Smarts pattern selections

A SMARTS pattern is like a regular expression for molecular structures; it’s a concise way of specifying what sort of atom types and topology you are looking for. SMARTS patterns can be embedded in an atom selection by providing the keyword ‘smarts’ followed by one or more SMARTS patterns, which you will need to surround in single quotes if it contains any special characters like parentheses:

# select benzene rings
mol.select("smarts 'c1ccccc1'")

See the description of the Smarts class for more information.

Parameter type selections

If a ParamTable contains a column named ‘type’, you can query for atoms which participate in an interaction involving that type using the ‘paramtype’ keyword. For example:

# select atoms whose nonbonded type is 'H1'
mol.select("paramtype nonbonded H1")

Comparison selections

Comparisons are formed from two expressions and a binary comparison operator. The available comparison operators are the usual inequality and equality operators: <, >, <=, >=, ==, and !=. Expressions can be built up from numeric literals and from keywords of float type, in the following ways:

  • Binary mathematical operators: +, -, *, and /; e.g., “x * y - z < 3”.
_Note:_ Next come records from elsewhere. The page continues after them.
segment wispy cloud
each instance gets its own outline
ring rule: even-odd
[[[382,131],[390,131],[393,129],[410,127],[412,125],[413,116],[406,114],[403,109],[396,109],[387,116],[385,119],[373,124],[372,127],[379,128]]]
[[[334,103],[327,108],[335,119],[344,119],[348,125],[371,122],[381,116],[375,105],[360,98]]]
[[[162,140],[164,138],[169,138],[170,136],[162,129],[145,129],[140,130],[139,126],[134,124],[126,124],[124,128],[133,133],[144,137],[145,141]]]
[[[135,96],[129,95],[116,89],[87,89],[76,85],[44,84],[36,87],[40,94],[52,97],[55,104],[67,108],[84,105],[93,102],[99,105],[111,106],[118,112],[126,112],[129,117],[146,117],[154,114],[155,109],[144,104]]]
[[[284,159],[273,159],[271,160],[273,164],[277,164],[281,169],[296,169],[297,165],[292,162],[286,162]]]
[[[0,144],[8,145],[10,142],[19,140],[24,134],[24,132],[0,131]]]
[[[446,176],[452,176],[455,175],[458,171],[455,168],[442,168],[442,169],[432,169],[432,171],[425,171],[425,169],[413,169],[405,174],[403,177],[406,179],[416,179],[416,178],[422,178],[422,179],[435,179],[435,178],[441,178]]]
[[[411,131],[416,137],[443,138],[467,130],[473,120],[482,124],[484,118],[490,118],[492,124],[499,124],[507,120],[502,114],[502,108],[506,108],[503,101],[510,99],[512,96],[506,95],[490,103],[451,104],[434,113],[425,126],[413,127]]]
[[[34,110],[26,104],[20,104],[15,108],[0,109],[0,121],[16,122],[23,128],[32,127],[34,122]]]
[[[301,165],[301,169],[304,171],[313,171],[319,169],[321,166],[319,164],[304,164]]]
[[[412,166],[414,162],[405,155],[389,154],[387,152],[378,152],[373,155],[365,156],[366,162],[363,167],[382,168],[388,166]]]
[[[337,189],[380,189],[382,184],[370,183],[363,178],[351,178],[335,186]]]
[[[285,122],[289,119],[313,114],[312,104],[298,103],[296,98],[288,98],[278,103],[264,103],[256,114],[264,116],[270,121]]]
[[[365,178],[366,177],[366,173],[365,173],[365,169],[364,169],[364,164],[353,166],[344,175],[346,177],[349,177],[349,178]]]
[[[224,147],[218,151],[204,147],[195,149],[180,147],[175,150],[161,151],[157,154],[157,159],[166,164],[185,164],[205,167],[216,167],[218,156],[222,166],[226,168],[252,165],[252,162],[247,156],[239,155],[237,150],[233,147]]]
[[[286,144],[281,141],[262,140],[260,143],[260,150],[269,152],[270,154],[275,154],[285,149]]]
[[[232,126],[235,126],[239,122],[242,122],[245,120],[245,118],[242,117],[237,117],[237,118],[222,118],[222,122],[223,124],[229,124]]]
  • The C-style modulus function %; e.g., “residue % 10 == 0” for every 10th residue.

  • Unary -.

  • The functions sqr, sqrt, and abs; e.g., “sqrt(sqr(x)+sqr(y))<5”.

User-defined keywords

In addition to the aforementioned built-in keywords, any atom property may also be used as an atom selection keyword. For example:

# add atom property 'foo' to a system.  The default value is empty string
mol.addAtomProp('foo', str)

# set the foo property to 'jrg' for all alpha carbons
for a in mol.select('name CA'): a['foo'] = 'jrg'

# check that selecting for foo equal to jrg is equivalent to 'name CA'
assert mol.select('foo jrg') == mol.select('name CA')

User-defined atom selection macros

This feature was removed in msys 1.7.7.